Streaming orchestrator & observability
- Stream-publisher primitives bridging LangGraph nodes to Atterchat SSE — including an inline-marker parser that strips
[N] from the wire while preserving markers for persistence.
- OTel + Langfuse traces nested under LangGraph node spans; prompt-version provenance carried through every chain.
- Citation reload and historical markers: hydration endpoints so conversation reload repopulates citations and splices inline chips from Pangolin's marker-bearing answers — not Atterchat's marker-free message store.
Platform hygiene
- OpenAPI and Celery task-reference generators that walk the live FastAPI route graph and task registry, with a
--check flag for CI so the public surface stays diff-reviewable.

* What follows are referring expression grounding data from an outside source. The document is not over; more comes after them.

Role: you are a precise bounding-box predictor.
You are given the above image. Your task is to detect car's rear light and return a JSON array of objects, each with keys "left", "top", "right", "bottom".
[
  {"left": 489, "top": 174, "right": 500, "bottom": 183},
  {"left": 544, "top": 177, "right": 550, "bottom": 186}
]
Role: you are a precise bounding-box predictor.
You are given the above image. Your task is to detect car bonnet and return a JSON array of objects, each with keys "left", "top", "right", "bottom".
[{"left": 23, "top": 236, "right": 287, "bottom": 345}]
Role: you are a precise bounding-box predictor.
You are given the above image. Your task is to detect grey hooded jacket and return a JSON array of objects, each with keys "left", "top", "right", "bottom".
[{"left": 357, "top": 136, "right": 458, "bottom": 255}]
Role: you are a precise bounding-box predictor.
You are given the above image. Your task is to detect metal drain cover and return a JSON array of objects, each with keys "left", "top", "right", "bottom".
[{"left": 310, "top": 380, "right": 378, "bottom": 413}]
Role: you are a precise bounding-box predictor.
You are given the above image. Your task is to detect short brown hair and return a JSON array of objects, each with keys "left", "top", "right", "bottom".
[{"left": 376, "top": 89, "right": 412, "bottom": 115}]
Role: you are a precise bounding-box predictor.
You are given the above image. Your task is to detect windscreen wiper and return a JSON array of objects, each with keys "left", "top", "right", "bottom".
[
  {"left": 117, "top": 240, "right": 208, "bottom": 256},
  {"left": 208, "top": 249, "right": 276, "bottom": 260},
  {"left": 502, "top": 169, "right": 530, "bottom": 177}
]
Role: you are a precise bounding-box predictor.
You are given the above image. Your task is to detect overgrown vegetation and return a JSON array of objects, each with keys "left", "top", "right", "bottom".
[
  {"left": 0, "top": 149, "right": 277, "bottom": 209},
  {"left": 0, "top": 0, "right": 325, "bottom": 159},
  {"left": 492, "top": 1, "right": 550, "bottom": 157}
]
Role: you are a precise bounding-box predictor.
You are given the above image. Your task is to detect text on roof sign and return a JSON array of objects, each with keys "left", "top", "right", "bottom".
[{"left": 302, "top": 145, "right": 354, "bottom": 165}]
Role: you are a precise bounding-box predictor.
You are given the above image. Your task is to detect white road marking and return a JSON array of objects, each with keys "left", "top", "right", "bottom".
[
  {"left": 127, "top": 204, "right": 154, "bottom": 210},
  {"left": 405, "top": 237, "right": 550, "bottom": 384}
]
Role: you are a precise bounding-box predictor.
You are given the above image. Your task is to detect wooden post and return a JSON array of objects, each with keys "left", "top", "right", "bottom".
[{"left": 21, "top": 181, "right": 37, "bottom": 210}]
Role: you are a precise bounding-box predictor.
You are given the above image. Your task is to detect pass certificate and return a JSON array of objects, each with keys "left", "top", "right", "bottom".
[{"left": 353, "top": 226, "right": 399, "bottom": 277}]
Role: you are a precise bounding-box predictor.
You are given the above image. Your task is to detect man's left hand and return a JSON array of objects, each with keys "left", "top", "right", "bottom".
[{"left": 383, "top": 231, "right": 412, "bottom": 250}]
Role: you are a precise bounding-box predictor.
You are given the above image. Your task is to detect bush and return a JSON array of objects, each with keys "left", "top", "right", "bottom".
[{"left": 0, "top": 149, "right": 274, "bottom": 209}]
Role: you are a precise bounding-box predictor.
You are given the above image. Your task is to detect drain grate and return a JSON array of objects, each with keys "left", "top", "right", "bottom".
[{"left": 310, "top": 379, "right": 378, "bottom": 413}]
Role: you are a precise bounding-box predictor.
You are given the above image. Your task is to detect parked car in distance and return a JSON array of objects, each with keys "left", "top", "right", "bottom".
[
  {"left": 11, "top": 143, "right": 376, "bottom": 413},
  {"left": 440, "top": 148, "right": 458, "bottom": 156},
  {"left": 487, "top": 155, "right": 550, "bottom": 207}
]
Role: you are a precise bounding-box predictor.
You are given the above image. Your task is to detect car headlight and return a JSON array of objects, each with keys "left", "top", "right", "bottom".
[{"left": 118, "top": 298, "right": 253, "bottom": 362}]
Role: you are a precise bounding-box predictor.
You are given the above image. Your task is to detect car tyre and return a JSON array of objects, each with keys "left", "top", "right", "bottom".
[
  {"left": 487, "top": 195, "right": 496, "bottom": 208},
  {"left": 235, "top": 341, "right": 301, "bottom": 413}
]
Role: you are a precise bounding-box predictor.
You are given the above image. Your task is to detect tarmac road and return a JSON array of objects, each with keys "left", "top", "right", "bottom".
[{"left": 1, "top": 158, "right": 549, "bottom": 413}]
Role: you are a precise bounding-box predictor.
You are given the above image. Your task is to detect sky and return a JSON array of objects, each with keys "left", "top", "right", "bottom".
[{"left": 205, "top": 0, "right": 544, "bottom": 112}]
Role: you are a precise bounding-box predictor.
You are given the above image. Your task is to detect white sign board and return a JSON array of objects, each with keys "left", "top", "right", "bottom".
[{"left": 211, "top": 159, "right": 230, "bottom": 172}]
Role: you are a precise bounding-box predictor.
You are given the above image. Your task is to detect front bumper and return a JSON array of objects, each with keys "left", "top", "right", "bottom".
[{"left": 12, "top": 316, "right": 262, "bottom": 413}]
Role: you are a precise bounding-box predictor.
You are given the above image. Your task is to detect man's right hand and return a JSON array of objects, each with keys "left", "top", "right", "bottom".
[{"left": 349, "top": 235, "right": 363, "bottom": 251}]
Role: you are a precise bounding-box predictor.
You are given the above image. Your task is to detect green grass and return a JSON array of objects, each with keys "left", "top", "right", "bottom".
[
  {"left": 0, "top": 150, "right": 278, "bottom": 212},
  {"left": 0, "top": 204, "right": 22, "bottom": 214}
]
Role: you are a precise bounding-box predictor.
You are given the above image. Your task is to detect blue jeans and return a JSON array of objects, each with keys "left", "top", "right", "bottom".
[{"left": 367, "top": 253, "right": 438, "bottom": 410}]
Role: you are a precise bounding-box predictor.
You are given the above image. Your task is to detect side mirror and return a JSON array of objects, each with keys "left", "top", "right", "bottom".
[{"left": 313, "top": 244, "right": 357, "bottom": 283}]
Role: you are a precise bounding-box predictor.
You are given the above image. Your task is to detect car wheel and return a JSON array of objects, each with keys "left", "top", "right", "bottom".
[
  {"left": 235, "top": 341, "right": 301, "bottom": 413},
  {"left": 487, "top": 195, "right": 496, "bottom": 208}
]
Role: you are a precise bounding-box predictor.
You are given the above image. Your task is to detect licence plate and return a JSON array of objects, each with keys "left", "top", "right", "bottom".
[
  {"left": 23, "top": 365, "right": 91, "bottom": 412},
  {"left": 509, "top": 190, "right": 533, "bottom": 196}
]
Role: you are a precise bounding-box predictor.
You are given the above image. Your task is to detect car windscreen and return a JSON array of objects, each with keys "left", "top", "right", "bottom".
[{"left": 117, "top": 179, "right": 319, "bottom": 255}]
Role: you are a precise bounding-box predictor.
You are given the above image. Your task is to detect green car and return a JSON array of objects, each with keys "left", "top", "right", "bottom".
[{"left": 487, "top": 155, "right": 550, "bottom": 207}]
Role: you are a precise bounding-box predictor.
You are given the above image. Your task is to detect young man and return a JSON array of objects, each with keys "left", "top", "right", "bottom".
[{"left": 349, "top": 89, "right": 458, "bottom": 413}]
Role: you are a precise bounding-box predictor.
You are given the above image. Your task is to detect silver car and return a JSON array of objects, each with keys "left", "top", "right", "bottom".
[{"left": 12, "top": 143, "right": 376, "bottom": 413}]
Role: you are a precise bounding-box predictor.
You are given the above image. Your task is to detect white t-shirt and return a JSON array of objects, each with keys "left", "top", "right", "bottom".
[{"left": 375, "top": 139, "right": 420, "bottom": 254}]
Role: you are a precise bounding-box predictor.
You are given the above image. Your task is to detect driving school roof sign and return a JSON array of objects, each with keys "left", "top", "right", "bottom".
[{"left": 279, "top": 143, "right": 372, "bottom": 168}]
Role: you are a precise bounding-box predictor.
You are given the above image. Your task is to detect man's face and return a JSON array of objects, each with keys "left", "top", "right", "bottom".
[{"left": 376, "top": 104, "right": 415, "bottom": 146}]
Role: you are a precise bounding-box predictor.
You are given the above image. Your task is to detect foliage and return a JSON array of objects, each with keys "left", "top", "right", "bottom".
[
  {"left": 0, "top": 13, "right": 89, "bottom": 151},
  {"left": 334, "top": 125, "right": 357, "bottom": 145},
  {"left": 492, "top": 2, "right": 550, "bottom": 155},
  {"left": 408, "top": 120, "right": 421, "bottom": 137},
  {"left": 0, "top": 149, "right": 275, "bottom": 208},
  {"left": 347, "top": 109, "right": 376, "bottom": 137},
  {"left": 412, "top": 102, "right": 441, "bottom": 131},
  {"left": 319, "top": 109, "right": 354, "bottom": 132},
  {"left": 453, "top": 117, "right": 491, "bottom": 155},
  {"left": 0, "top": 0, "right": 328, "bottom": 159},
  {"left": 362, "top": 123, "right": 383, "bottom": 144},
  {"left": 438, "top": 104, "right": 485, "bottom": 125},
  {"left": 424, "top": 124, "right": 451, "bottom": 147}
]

- Access-state UX: read-only mode for token-exhausted users and frontend state machines that respect the three dependency variants on write vs read paths.
Constraints I designed for
- External dependencies on the critical path. Sitefinity and VIP sit on different teams and release cadences — defensive Pydantic boundaries, null-tolerant payload models, and stale-fallback on VIP outage so partner issues don't surface as hard errors for users.
- Polyglot scope. Features like read-only mode spanned Python (FastAPI, Redis TTL behaviour), TypeScript (access-gate state machine, polling), and SSE handler invariants — one feature, three surfaces.
- Two systems, one conversation. Atterchat owns message metadata; Pangolin owns citations and marker-bearing answers. The fix for historical reload was overlay at render time from the source of truth — not double-writing into Atterchat.
"Build clean boundaries between the systems you don't control — Sitefinity, VIP, Atterchat — and the system you do. Most of the bugs came from leaky boundaries; most of the fixes came from making them explicit."